His well-known work entitled Noctes Atticae, because it was composed in a country-house near Athens during the long nights of winter, is a sort of miscellany, containing numerous extracts from Greek and Roman writers, on a great variety of topics connected with history, antiquities, philosophy, and philology, interspersed with original remarks, dissertations, and discussions, the whole thrown together into twenty books, without any attempt at order or arrangement. We here find preserved a multitude of curious and interesting passages from authors whose works have perished, and a vast fund of information elucidating questions which must otherwise have remained obscure; but the style is deformed by that species of affectation which was pushed to extravagant excess by Apuleius--the frequent introduction of obsolete words and phrases derived for the most part from the ancient comic dramatists.

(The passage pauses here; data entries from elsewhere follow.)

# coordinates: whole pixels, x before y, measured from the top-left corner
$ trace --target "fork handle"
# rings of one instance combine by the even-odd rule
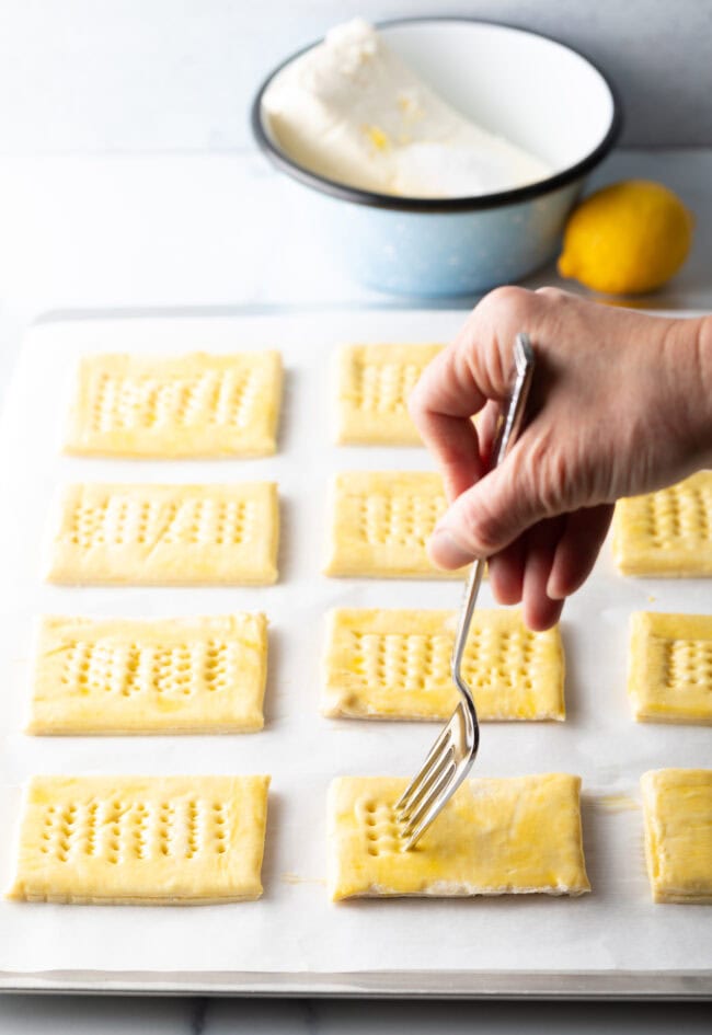
[[[527,405],[527,398],[529,395],[529,389],[531,387],[531,378],[535,368],[535,354],[528,334],[520,333],[517,334],[515,338],[514,364],[516,371],[515,381],[512,389],[512,394],[509,395],[509,400],[507,402],[504,421],[499,425],[499,430],[497,433],[497,438],[493,449],[493,467],[495,468],[499,467],[504,458],[507,456],[507,452],[514,445],[517,435],[521,429],[521,422],[524,421],[525,407]],[[472,622],[472,614],[478,601],[478,594],[480,593],[480,586],[482,585],[482,576],[484,575],[485,564],[486,559],[480,557],[470,573],[470,577],[464,590],[462,608],[460,611],[460,621],[458,624],[457,635],[455,637],[455,646],[452,648],[452,680],[460,691],[460,694],[467,699],[468,704],[471,705],[472,709],[474,709],[474,702],[472,700],[470,688],[462,679],[461,669],[462,657],[464,655],[464,645],[470,632],[470,623]]]

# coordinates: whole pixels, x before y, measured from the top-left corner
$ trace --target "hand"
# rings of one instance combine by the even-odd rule
[[[519,331],[537,356],[529,416],[489,471]],[[526,623],[548,629],[590,573],[615,501],[712,460],[712,318],[667,320],[554,288],[498,288],[427,367],[410,411],[450,503],[432,560],[455,568],[490,557],[495,598],[522,601]]]

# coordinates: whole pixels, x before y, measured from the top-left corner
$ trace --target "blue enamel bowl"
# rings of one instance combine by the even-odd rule
[[[543,159],[546,180],[497,194],[409,198],[361,191],[297,164],[271,131],[262,84],[252,127],[300,189],[324,246],[360,283],[397,295],[479,294],[556,254],[586,175],[618,138],[620,106],[590,61],[537,33],[469,19],[379,25],[388,44],[462,114]],[[314,44],[315,45],[315,44]],[[300,54],[303,51],[300,51]]]

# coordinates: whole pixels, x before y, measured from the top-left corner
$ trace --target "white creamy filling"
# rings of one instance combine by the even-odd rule
[[[279,72],[264,108],[294,161],[367,191],[463,197],[551,173],[441,101],[363,19],[332,28]]]

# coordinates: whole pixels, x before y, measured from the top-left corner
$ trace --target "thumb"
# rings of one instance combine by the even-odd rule
[[[522,476],[522,453],[513,450],[452,503],[428,543],[438,567],[456,568],[490,557],[553,513],[541,499],[537,480]]]

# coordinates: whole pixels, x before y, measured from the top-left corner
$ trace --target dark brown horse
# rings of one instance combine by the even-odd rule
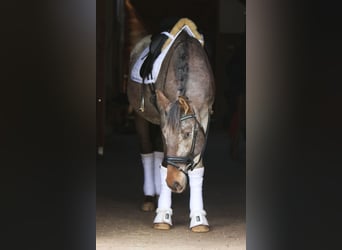
[[[171,191],[183,192],[189,178],[190,228],[206,232],[209,224],[202,199],[202,156],[215,96],[214,77],[203,37],[191,20],[180,19],[167,36],[161,53],[165,58],[153,82],[137,83],[131,75],[127,94],[136,114],[139,138],[148,140],[148,123],[160,125],[162,132],[164,159],[154,228],[170,228]],[[150,43],[151,36],[147,36],[134,47],[130,72]]]

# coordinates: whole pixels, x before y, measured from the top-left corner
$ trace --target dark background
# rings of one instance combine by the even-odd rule
[[[1,8],[1,245],[95,249],[96,3]],[[247,249],[337,249],[341,15],[247,4]]]

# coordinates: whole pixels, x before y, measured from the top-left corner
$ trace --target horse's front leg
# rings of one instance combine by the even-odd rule
[[[154,211],[156,198],[160,194],[160,165],[164,153],[156,150],[151,139],[150,124],[138,114],[135,114],[135,127],[144,169],[144,202],[141,209],[143,211]]]
[[[167,168],[160,167],[160,179],[161,189],[160,196],[158,199],[158,208],[156,210],[156,217],[153,221],[153,227],[155,229],[167,230],[172,226],[172,209],[171,209],[171,198],[172,192],[166,183]]]
[[[202,165],[202,164],[201,164]],[[208,232],[209,223],[203,208],[202,185],[204,167],[188,172],[190,186],[190,228],[193,232]]]

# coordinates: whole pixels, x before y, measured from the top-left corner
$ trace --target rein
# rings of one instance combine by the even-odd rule
[[[194,151],[195,151],[195,146],[196,146],[196,139],[197,139],[198,129],[199,129],[199,126],[202,126],[202,125],[197,120],[195,114],[184,115],[184,116],[182,116],[180,118],[180,121],[184,121],[184,120],[187,120],[187,119],[195,119],[195,121],[196,121],[195,126],[193,128],[192,144],[191,144],[191,148],[190,148],[190,151],[189,151],[188,155],[187,156],[183,156],[183,157],[181,157],[181,156],[177,157],[177,156],[168,156],[168,155],[166,155],[164,157],[164,161],[167,163],[167,165],[171,165],[171,166],[175,167],[179,171],[183,172],[185,175],[188,175],[188,171],[189,170],[192,171],[198,165],[198,163],[202,159],[202,155],[203,155],[204,150],[206,148],[207,139],[208,139],[208,132],[209,132],[208,128],[209,128],[209,123],[210,123],[210,114],[208,116],[208,124],[207,124],[206,132],[203,129],[203,133],[205,134],[205,142],[204,142],[202,151],[200,153],[200,157],[199,157],[197,162],[194,162],[194,158],[195,158]],[[178,165],[179,163],[186,164],[186,167],[185,167],[184,170]]]

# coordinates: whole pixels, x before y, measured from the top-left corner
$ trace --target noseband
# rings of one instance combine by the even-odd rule
[[[199,121],[197,120],[196,118],[196,115],[195,114],[189,114],[189,115],[184,115],[180,118],[180,121],[184,121],[184,120],[187,120],[187,119],[195,119],[196,123],[195,123],[195,126],[193,127],[192,131],[193,131],[193,137],[192,137],[192,144],[191,144],[191,148],[190,148],[190,151],[188,153],[187,156],[183,156],[183,157],[177,157],[177,156],[168,156],[166,155],[164,157],[164,162],[167,164],[167,165],[171,165],[175,168],[177,168],[179,171],[183,172],[185,175],[188,174],[188,171],[189,170],[193,170],[197,164],[201,161],[201,158],[202,158],[202,153],[205,149],[205,144],[203,146],[203,150],[202,152],[200,153],[200,157],[199,157],[199,160],[197,162],[194,162],[194,158],[195,158],[195,146],[196,146],[196,140],[197,140],[197,134],[198,134],[198,130],[199,130],[199,126],[201,126],[201,124],[199,123]],[[209,120],[208,120],[208,125],[209,125]],[[207,130],[208,131],[208,130]],[[203,130],[203,133],[205,133],[205,131]],[[205,134],[205,139],[207,139],[207,134]],[[205,141],[206,143],[206,141]],[[178,164],[186,164],[186,167],[185,169],[182,169]]]

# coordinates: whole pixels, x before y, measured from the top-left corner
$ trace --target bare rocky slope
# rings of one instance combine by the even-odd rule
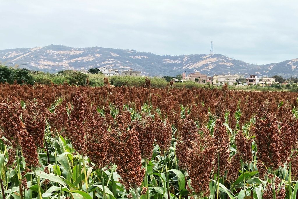
[[[268,76],[298,75],[297,58],[258,65],[220,54],[159,55],[134,50],[60,45],[0,50],[0,62],[7,66],[13,63],[13,65],[17,64],[30,70],[50,72],[105,67],[120,70],[132,68],[150,76],[175,75],[195,71],[209,75],[229,72]]]

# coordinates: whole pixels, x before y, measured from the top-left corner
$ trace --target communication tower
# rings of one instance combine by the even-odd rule
[[[213,55],[214,54],[214,51],[213,50],[213,44],[212,43],[212,40],[211,40],[211,47],[210,48],[210,55]]]

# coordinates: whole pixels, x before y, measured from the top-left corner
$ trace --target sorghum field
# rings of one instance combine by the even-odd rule
[[[0,84],[4,198],[297,198],[297,94]]]

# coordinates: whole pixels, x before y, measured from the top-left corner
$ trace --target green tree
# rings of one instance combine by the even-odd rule
[[[275,75],[271,77],[275,79],[275,81],[278,81],[280,83],[283,82],[283,77],[278,75]]]
[[[9,68],[0,65],[0,82],[12,84],[16,80],[19,84],[34,83],[33,77],[29,70],[24,68]]]
[[[178,79],[179,80],[181,80],[182,79],[182,75],[181,74],[179,75],[176,75],[176,79]]]
[[[99,72],[99,69],[97,68],[90,68],[88,70],[88,73],[91,74],[98,74]]]
[[[70,70],[61,71],[58,74],[61,74],[70,84],[84,86],[86,84],[88,78],[88,75],[86,74]]]
[[[166,81],[167,82],[170,81],[173,78],[173,77],[171,77],[170,76],[164,76],[163,78],[164,79],[166,80]]]

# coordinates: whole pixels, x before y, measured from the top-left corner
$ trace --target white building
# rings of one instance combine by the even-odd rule
[[[119,75],[119,71],[113,68],[107,68],[105,67],[101,67],[98,68],[99,71],[106,76],[113,76]]]
[[[249,77],[246,78],[245,82],[250,84],[256,84],[259,83],[260,78],[257,75],[251,75]]]
[[[231,74],[229,73],[215,74],[212,77],[212,80],[213,84],[220,84],[221,82],[223,84],[226,83],[228,84],[232,85],[235,82],[238,83],[237,81],[239,79],[244,78],[244,75],[240,74]]]
[[[87,74],[88,73],[88,70],[84,70],[83,69],[77,69],[75,70],[75,71],[77,71],[77,72],[80,72],[82,73],[83,73],[84,74]]]
[[[279,84],[279,82],[276,82],[275,79],[271,77],[263,77],[262,81],[260,81],[259,83],[261,84],[268,84],[268,85],[274,84]]]

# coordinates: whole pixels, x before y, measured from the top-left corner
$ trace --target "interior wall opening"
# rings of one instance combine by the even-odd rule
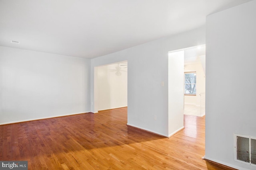
[[[169,136],[184,128],[184,114],[205,114],[205,45],[169,52]]]
[[[184,114],[205,115],[206,46],[184,49]]]
[[[128,62],[94,67],[94,110],[127,106]]]

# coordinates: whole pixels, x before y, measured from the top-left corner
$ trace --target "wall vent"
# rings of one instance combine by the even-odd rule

The eighth book is entirely lost with the exception of the index, and a few lines at the beginning of the sixth were long wanting, until the deficiency was supplied from the Epitome of the Divine Institutions of Lactantius (100.28), first published in a complete form in 1712, by Pfaff, from a MS. in the loyal Library at Turin. [LACTANTIUS.] It is not probable that any portion of the Noctes Atticae was moulded into shape before A. D. 143, since, in the second chapter of the first book, Herodes Atticus is spoken of as " consulari honore praeditus," and the seventeenth chapter of the thirteenth book contains an allusion to the second consulship of Erucius Clarus, which belongs to A. D. 146.


Editions

The Editio Princeps of A. Gellius was printed at Rome, fol. 1469, by Sweynheym and Pannartz, with a prefatory epistle by Andrew, afterwards bishop of Aleria, to Pope Paul II.; was reprinted at the same place by the same typographers in 1472, followed or preceded by the beautiful impression of Jenson, fol. Ven. 1472; and at least seven other editions of less note came forth in Italy, chiefly at Venice, before the close of the fifteenth century. The first which can advance any claim to a critical revision of the text founded on the collation of MSS. is that published at Paris, 8vo. 1585, under the superintendence of Henry Stephens and Louis Carrio, which served as the standard until superseded by the accurate labours of J. F. Gronovius, 12mo. Amst., L. Elzev., 1651, and D. Elzev., 1665, of which the latter is the superior. The Octavo Variorums (Lug. Bat. 1666, 1687) exhibit the text of J. F. Gronovius, with some additional matter by Thysius and Oiselius; but these are not equal in value to the Quarto Variorum of Jac. Gronovius, Lug. Bat. 1706 (reprinted, with some dissertations, by Conradi, 8vo. Leips. 1762), which must be regarded as the best edition, for the most recent, that of Lion, 2 vols. 8vo. Gotting. 1824, 1825, is a slovenly and incorrect performance.


Translations

We have translations into English by Beloe, 3 vols. 8vo. Lond. 1795; into French by the Abbé de Verteuil, 3 vols. 12mo. Par. 1776, 1789, and by Victor Verger, 3 vols. Par. 1820, 1830; into German (of those portions only which illustrate ancient history and philosophy) by A. H. W. von Walterstern, 8vo. Lemgo, 1785.